Huron Island Lighthouse

“Hurry up! You don’t want to be late the first day of school!”Mother handed Myron his lunchbox and shooed him out the door of the keeper’s house.

He ran down the hill below the lighthouse to the boat where his father waited to take him and his brother and sister to school.

Like most children of lighthouse keepers that lived on islands, the only way to get to school was by boat. Once the boat reached the mainland, the children walked the rest of the way to school.

How long it took to get to school was determined by the weather and its effect on the water.

When Willie Corbett, Myron’s father, was lighthouse keeper at Tenants Harbor Lighthouse, he had to row the children over every morning and row them back every afternoon. But this was only during the fall and spring months, since the trip was too dangerous in the winter, so the kids couldn’t attend school at that time.

Sometimes, a storm would blow up while the kids were at school, and they were forced to stay on the mainland at someone’s else’s house.
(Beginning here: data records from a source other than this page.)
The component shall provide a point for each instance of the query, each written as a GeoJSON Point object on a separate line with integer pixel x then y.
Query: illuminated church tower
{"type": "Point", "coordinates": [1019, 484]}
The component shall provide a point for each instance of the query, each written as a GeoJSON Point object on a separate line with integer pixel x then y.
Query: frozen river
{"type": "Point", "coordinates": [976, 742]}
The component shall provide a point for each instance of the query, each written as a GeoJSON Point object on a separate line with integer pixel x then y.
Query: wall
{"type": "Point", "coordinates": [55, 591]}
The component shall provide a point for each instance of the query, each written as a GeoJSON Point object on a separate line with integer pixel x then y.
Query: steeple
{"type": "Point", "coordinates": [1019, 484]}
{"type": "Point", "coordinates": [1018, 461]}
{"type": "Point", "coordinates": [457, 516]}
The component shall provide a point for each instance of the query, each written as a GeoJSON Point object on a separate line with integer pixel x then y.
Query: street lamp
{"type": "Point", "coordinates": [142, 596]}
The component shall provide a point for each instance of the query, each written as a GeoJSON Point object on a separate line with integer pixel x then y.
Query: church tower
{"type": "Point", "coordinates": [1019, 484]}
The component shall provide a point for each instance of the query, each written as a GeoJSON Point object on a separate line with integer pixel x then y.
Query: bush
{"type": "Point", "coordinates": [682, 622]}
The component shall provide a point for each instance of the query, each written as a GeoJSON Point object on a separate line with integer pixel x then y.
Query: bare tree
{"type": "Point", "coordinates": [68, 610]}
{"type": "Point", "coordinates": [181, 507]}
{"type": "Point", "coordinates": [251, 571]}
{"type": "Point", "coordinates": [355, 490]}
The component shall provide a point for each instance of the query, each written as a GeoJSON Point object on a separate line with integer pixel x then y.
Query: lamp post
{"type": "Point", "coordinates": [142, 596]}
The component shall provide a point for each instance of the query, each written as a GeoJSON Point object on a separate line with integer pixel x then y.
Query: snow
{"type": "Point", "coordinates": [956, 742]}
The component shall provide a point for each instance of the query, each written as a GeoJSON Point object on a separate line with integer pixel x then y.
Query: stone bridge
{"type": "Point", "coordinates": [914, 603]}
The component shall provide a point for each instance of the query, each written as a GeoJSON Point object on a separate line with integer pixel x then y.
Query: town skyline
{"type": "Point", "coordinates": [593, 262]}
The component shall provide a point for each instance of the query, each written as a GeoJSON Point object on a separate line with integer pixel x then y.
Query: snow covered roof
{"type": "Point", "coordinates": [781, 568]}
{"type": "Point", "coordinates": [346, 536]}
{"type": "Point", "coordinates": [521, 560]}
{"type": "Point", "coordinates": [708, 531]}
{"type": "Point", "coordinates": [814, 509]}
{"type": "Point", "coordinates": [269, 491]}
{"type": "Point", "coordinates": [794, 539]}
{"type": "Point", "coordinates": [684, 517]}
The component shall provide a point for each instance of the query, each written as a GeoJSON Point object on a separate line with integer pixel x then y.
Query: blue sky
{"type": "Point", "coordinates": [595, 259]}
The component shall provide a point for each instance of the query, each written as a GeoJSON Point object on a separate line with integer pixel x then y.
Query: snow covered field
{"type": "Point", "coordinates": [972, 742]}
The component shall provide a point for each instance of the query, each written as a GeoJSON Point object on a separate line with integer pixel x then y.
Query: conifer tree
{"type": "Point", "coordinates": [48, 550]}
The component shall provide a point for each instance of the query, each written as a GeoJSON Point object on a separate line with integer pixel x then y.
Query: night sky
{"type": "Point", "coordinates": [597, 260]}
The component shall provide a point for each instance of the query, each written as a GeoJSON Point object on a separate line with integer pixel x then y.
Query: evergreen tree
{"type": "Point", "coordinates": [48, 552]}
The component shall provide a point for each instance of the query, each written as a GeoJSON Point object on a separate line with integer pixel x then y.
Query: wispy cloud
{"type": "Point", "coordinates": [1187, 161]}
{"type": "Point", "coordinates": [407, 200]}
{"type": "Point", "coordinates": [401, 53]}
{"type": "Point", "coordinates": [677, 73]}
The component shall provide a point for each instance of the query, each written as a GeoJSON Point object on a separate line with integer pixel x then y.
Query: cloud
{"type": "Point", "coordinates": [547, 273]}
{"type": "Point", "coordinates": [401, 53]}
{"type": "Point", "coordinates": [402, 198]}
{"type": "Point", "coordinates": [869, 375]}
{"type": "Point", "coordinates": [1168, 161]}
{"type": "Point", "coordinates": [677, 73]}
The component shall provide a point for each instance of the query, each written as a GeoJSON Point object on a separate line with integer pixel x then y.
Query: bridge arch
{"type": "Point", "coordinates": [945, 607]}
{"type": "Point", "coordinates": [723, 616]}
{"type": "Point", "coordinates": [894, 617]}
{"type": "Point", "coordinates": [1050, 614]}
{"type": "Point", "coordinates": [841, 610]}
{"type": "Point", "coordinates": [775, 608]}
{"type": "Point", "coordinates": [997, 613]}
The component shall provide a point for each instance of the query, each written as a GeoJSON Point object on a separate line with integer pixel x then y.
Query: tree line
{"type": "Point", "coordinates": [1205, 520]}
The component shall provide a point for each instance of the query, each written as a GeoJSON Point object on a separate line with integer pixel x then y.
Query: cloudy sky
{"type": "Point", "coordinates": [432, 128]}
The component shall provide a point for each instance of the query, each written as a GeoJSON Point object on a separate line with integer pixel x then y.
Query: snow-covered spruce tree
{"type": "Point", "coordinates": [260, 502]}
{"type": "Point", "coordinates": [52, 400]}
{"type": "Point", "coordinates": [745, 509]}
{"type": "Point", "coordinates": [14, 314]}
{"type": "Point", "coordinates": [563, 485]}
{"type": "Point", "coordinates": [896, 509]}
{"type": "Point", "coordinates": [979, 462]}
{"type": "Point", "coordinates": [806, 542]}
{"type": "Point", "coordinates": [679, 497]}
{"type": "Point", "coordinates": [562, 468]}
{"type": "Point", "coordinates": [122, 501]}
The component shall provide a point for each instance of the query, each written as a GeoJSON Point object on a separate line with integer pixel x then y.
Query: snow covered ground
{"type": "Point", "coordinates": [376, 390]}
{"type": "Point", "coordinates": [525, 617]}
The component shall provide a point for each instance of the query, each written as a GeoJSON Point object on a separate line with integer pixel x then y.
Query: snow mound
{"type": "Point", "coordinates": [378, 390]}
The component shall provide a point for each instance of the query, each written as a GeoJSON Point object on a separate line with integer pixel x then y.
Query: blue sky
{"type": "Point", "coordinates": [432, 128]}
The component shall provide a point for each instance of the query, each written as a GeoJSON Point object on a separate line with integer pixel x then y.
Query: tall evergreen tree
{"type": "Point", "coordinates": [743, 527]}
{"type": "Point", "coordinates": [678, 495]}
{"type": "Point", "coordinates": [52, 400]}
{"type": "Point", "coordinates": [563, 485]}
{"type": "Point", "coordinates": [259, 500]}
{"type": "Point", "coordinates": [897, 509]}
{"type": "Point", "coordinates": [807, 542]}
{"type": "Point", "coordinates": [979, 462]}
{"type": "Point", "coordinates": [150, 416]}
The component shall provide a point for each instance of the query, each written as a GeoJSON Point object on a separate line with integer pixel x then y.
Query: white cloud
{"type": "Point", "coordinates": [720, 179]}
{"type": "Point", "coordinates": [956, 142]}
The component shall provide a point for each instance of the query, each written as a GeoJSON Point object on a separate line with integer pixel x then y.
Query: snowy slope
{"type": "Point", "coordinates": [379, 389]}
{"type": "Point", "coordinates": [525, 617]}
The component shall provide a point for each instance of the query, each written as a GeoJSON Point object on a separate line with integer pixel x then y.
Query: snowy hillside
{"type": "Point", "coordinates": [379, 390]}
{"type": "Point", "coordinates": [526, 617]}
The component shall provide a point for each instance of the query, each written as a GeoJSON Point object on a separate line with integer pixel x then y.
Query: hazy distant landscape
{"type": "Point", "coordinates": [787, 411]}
Once when Dorotha Dodge’s father was the lighthouse keeper at a lighthouse in the Great Lakes, the waves were so fierce when he came to get her after school that they were breaking over the rowboat. Her father told her to just keep bailing while he battled his way back to the lighthouse where her mother anxiously awaited their return.

Tenants Harbor Light, courtesy Jeremy D'Entremont

Tenants Harbor Light, courtesy Jeremy D’Entremont

Other lighthouse children stayed with families on the mainland for the whole school year, only seeing their parents on holidays. When Roscoe Fletcher was the Keeper at Matinicus Rock, a remote island off the coast of Maine, his two daughters boarded with friends and relatives on shore during the school year and visited with their parents at vacation time. However, sometimes, bad weather prevented their visits, especially during winter vacations, and as a result, several Christmases were spent with the girls on the mainland because the weather was too bad for them to get out to the Rock.

Dick Campbell’s father was the keeper at Old Mackinac Point on Huron Island in Lake Superior. Dick, his mother and siblings, stayed on the mainland in the winter when ice blocked boat traffic in the lake. Each Christmas, the family looked forward to a reunion with their father, which was only possible if the ice allowed the assistant keeper to relieve Keeper Campbell so he could leave the lighthouse.

It can be quite a challenge getting children to school. Today, parents have to make sure shots are updated, supplies are bought, and lunchboxes and backpacks are ready. Schedules have to be posted and coordinated within the family.

But despite the hassle, parents desire to have their children educated and prepared for a successful future. So, parents, take heart! You’re doing the right thing.

 

“Train up a child in the way he should go: and when he is old, he will not depart from it.”

Proverbs 22:6 (KJV)

What challenges do you face getting your children to school?